The final test of whether a product is superior over another is taste. I am including texture, freshness, water retention and so on all under the umbrella of how a food tastes. Taste means different things to different people and it is easy to develop a taste for a poorly made food (Hungry Man dinners?). You know that example you give when someone says “I hate beets”, and you respond with, “Well, have ever had them this or that way?”. If a consumer has only been exposed to one type of product for years and years, then they become programmed to how it tastes. So, a potato is a potato is a potato.

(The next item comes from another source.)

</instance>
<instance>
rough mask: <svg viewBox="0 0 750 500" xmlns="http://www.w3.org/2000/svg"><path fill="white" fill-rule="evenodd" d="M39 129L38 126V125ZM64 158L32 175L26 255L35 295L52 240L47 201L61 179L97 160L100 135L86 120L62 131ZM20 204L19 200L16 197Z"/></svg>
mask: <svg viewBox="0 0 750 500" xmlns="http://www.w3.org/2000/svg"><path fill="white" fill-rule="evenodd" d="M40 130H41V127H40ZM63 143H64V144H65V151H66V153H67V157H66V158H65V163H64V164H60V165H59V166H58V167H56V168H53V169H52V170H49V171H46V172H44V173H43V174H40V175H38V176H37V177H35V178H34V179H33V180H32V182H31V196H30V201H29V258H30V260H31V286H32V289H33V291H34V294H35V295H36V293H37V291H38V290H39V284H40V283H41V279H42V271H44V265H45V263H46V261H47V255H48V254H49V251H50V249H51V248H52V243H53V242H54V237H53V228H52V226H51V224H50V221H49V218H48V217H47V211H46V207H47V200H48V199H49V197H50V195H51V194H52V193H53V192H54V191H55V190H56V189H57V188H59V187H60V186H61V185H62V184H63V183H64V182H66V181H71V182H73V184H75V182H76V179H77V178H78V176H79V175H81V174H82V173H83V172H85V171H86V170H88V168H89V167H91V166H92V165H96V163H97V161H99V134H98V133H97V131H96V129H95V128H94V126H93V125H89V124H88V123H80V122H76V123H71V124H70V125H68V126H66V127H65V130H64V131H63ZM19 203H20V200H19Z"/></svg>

Until you have a really good potato.


This is what separates the factory organic from the local food. I use the potato as an example because this is what I conducted my own personal test on with many, many yams and sweet potatoes.

      1. First I tried a few weeks of the standard un-organic yam; a dry, somewhat woody/stringy texture, scarred and pockmarked skin and when cooked, the only thing I tasted was sweet.
      1. Second, the factory organic yam. Healthier skin, smoother flesh and consistent texture, but the only thing I tastes when cooking it was sweet.
      1. Third, the local and unsprayed yams from my local co-op. Very healthy skin and flesh, smooth and buttery when cooked and sweet but not just sweet. This potato tasted fruity, caramel, tangy and sweet. Like the potato version of a ripe mango.

Oh, and for the haters out there, plant health is directly related to plant taste. Those wonderful little flavones the plant develops to protect itself from disease and predators? Those are the same elements that give the plant its characteristic taste. Healthier soil=Healthier plant=more flavones=better taste. And a plant unaided by heavy spraying must develop its own phenolic compounds for survival. These same phenolic compounds at as antioxidants in our bodies, protect from DNA damage and reduce inflammation.

Overall, I would still choose factory organic food any day over conventionally grown food. But given the added flavor, health and economical benefits of buying from local vendors who grow smaller, unsprayed and well tended crops outweighs even the organic in my mind. Co-ops, farmer's markets and CSA's (community agriculture programs) are the main line to these local purveyors. Do yourself and your community a favor and choose to support smaller farms. And when someone calls you on walking out of the grocery store with no sign of produce in your cart, just tell them, “Don't hassle me, I'm local!”


Mcgee Harold (2004) On Food and Cooking. New York: Scribner.

Pollan, Michael (2006) The Omnivores Dilemma. New York:  Penguin.